We continued a relationship for almost a decade after the initial Facebook message I sent to reconnect. We shared memes, talked on the phone, texted. I could tell she was really happy, elated. I could tell that me being in her life was making it better and improving her vision of self. I knew she was healing.
But I wasn’t.
Every word she said made me cringe and resent her more. When she’d compare how alike we were my skin would crawl and I would sink deeper into self-hatred. When she would remind me she loves me it was obligation, not truth, that gave my reply. Every time I saw her picture ping up on my phone for an incoming message my thoughts would race and I would wish she would just be gone.
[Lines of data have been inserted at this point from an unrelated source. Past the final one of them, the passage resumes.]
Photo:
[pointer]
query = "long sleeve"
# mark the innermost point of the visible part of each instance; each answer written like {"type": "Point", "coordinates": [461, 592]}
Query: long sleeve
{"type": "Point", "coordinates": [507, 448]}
The years passed. I left my addictive and unhealthy relationship behind, I moved states, I got married and raised a family. I started a career, despite the lack of college credentials, and in small waves started finding glimmers of success. Still, nothing felt right, as long as she was able to contact me. I told myself I was being cruel for not loving her in the ways she loved me. Every flashback I found myself frozen in of her inflicting intentional pain on my four-year-old inner child I dismissed. I gave her my time, my energy, my space. I sacrificed it all.
I started EMDR therapy last year; it was unsuccessful and the therapist wasn’t the right match. But I knew after my first session that there was no way I could cope with her abuse or the anxieties she gave me if I was still trying to please her and walk on eggshells around her. Her sanity had become my responsibility. Every time I had thought about cutting contact I knew she would threaten suicide or self-harm and I felt I couldn’t handle it if she hurt herself; not because I wanted her alive, but because no one deserves to feel pain like that (as a suicide attempt survivor myself that was how I felt). I don’t know what came over me but I knew my limits and recognized I had enough. I went home from therapy and blocked her everywhere.
It’s been a year since. I sometimes get calls from Rent-A-Center because she used my name as a point of contact and stole from them… but that’s about the extent I think of her. My life is drastically better without the constant festering anxiety that she could show up on my social media pages. However, I still live in fear she is still stalking me, telling others that I’ve been “brainwashed” and trying to convince people to help me rewrite the actual history. I cannot rest knowing she’s out there, not completely, not peacefully.
You asked Reddit if you’re a terrible person and I truly don’t believe you are. I know why you asked but I still don’t believe you are. It is natural to think in all or nothing ways, especially when there are anxieties that are fresh. Realistically, someday she will be gone and I hope that you feel resolve and solution at this. Until then, be the provider that the inner child within you needs. Give you what they should have given to you. And I hope by doing this you find a little peace; I know I’m starting to.